John Hurrell – 26 June, 2013
In these later images, Pardington has moved away from exploring items lined up within an institutional space towards emphasising things located by themselves in the image centre. He ends up accentuating the objectness of the containers, and imbuing them and their contents with a fetishistic aura. The thick white plastic lids and cylindrical, logo-moulded glass also take on a symbolic dimension affirming the opacity and materiality of language.
The Order of Things
24 May - 7 July 2013
Downstairs in the large Two Rooms gallery, Wellington photographer/designer Neil Pardington is showing some of the photographs that featured in his large 2009 Christchurch Art Gallery exhibition, The Vault, as well as a selection of very recent work based on specimens in the marine science collection of Auckland Museum Tamaki Paenga Hira.
The Vault exhibition and its accompanying hardcover publication has quite a fan base, and the earlier works here show why. Even though the art and museum world has a propensity for looking up its own fundament, constantly scrutinising its own (normally hidden) processes and internal/external relationships, these horizontally rectangular works documenting items - and spaces - in the collection storage ‘bunkers’ of various New Zealand institutions have a wit and a surprisingly airy feel: they don’t seem at all claustrophobic, too ‘inhouse’ or incestuous.
The recent photographs - vertical rectangles showing examples of underwater animal life stored in screwtop Agee jars - is very different in mood. One configuration has a grid of 48 images in a small size and there are two examples of larger versions.
Their depicted glass containers, with their crammed in arthropods, are suspended in darkness and lit from behind.

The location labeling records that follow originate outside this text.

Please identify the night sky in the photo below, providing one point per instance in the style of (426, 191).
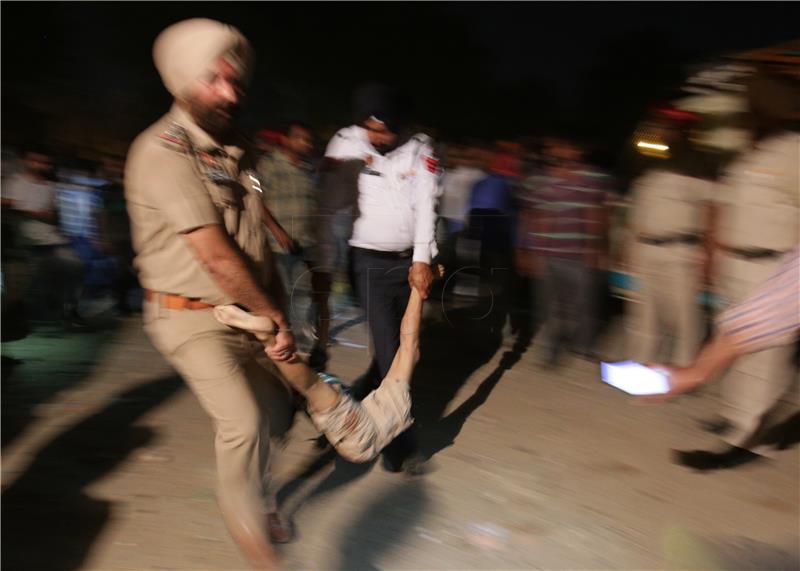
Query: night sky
(480, 69)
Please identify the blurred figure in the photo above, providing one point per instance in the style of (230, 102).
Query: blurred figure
(198, 232)
(116, 237)
(392, 244)
(768, 317)
(758, 207)
(463, 171)
(56, 272)
(491, 227)
(290, 195)
(669, 216)
(267, 141)
(80, 206)
(567, 243)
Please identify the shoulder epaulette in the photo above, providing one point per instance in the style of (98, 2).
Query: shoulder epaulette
(176, 138)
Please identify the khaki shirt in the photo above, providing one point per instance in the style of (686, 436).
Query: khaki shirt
(177, 179)
(759, 197)
(667, 204)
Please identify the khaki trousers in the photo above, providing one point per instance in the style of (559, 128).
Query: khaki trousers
(666, 309)
(239, 388)
(755, 383)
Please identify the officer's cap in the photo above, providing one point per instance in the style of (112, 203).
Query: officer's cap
(187, 50)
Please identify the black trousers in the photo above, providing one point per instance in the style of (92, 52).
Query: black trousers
(381, 284)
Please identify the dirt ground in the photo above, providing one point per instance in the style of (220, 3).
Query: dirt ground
(108, 465)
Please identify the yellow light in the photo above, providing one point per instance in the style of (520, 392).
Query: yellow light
(643, 145)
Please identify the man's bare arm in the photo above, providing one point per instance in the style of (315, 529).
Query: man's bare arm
(408, 354)
(227, 267)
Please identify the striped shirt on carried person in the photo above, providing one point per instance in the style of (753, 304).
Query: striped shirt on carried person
(770, 316)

The streaming light and surrounding blackness creates a theatricality that hints at mysticism, a living power dwelling behind the thick distorting glass - with the doubled-up (often translucent) specimen itself remaining unknowable.
Even though it provides the title for the new works exhibited here, it is interesting to note that Foucault’s The Order of Things is generally considered the most inconsistent and unresolved of all his books. (See pertinent publications by J.G.Merquior and James Miller.) Despite being a smash hit in France in 1966 it was understood by very few - and apparently Foucault later considered having it withdrawn - although it clearly fits into a sequence of publications developing ideas within the field he termed ‘The Archaeology of Knowledge’.
Like Foucault, Pardington is inconsistent, but deliberately so. An image of a kiwi and a jars of small bottles and paper print outs identifying locations are included as ‘marine life’. The contents of some jars are wet (formalin, or seawater?) while others are dry, containing curling paper and shells.
With the anti-ocular stance of Pardington’s images (the dominant jars regularly thwart the viewer’s gaze) the title The Order of Things seems intended to be sardonic, an irony-laden comment on the dominant taxonomic system of binominal nomenclature devised by the Swedish scientist Carl Linnaeus, and possibly inspired by a brief account by Foucault in his preface of the quirky classification logic of an ancient Chinese encyclopaedia.
In these later images, Pardington has moved away from exploring items lined up within an institutional space towards emphasising things located by themselves in the image centre. He ends up accentuating the objectness of the containers, imbuing them and their contents with a fetishistic aura, and connecting them via their black background with photographic works like, say, Christine Webster’s Black Carnival series.
The thick white plastic lids and cylindrical, logo-moulded glass also take on a symbolic dimension affirming the opacity and materiality of language, a quality that matches the strangeness of the Latin-based nomenclature and the exasperations of searching for an underpinning rational order. Mostly exoskeletons and brittle shells, the delicate and glowing contents are wedded to the bottles surrounding them, mysterious referents encased and trapped in isolation - but through their radiant light, beckoning to us nonetheless.